Let V be a vector space (not necessarily finite dimensional) over a field $\Bbb F$. The dual space of V is the $\Bbb F$-vector space $V^* = L(V, \Bbb F)$.
Prove that as $\Bbb R$-vectors spaces, $(\Bbb R^{ < \infty })^* \cong \Bbb R^{\infty}$ where * denote the dual space.
We have that $\beta = (v_1,v_2,\cdots )$ where $v_1= (1,0,\cdots) $ and each $v_i=(0,\cdots, i, 0, \cdots ) \forall i \in \Bbb N$ i belive this is a basis for $\Bbb R^{ < \infty } $ Which is in this definition at least usually means an infinite vectorspace with finite support like the polynomials of any degree each has a finite number but there are infinite of them.
We have from the definition that $(\Bbb R^{ < \infty })^*= \mathcal L (\Bbb R^{ < \infty },\Bbb R)$
We have that $L:\Bbb R^{<\infty} \to \Bbb R$
I believe that we want $\phi: (\Bbb R^{ < \infty })^* \to \Bbb R^{\infty}$ to be defined in the following way.
$\phi(L)=(L(v_1), L(v_2), \cdots )= (\Bbb R, \Bbb R, \Bbb R, \cdots )=(a_1, a_2, \cdots )$ s.t each $a_i \in \Bbb R $
Now i want to show i have a vector space homomorphism.
We have that $\alpha \in \Bbb R $ and $\alpha (\phi(L))=\alpha (L(v_1), L(v_2), \cdots )= \alpha (a_1,a_2,\cdots) = (\alpha (a_1), \alpha (a_2),\cdots)= \phi(\alpha \space L)$ so scalar multiplication.
We have that if $(a_1,a_2,\cdots)=(b_1,b_2,\cdots )$ implies that $(L(v_1), L(v_2), \cdots ) = (G(v_1), G(v_2), \cdots ) $ this implies that $L(v_1)=G(v_1)$, $L(v_2)=G(v_2), \cdots $, $L(v_i)=G(v_i) \space \space \forall i \in \Bbb N$ this implies that $\phi(L)=\phi (G) $ this is kind of odd and im not sure i showed the right thing but this might be one to one.
I am not really sure what two addition looks like its on two linear functionals right like showing that $\phi ( L+G) = \phi (L) + \phi (G) $ assuming that is the right thing to show i think the following is correct.

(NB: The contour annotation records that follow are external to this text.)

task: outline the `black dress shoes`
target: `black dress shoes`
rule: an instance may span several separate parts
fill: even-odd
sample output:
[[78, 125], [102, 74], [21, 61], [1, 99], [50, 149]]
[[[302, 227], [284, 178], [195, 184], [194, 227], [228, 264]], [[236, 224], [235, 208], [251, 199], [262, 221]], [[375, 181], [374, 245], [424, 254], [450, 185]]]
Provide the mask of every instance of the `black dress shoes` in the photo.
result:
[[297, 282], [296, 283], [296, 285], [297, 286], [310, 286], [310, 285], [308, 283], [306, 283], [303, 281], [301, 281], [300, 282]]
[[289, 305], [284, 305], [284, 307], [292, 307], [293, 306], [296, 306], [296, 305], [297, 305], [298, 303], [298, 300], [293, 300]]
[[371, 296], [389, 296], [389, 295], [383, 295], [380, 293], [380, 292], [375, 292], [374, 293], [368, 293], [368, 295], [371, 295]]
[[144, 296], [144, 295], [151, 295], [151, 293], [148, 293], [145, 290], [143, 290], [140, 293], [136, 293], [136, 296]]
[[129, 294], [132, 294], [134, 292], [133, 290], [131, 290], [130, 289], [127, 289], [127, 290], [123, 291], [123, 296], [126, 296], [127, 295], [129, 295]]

Consider $\phi ( L+G)= ( L+G)(v_1), ( L+G)(v_2), \cdots ) $ but L and G are linear functionals! so we have that $( L+G)(v_1), ( L+G)(v_2), \cdots )= (L(v_1)+G(v_1), L(v_2) +G(v_2) ,\cdots )= \phi (L) + \phi (G) $
My problem is onto is a ? and something feels not quite right about one to one...
Edit to comment:
A perfect example of such a thing that is $\Bbb R^{ < \infty }$ is $\mathcal P(\Bbb F) $
a function $ p: \Bbb F \to \Bbb F$ is called a polynomial with coefficients in $\Bbb F $ if there exists $a_0, \cdots , a_m \in \Bbb F $ s.t $p(z)=a_0+a_1 z + \cdots + a_m z^m$ for all $z\in \Bbb F $
Edit2 regarding possible duplicate: Yes that is the same problem as i am asking but the answer posted there is significantly less than what i have posted as my question and in no way imaginable answers my question.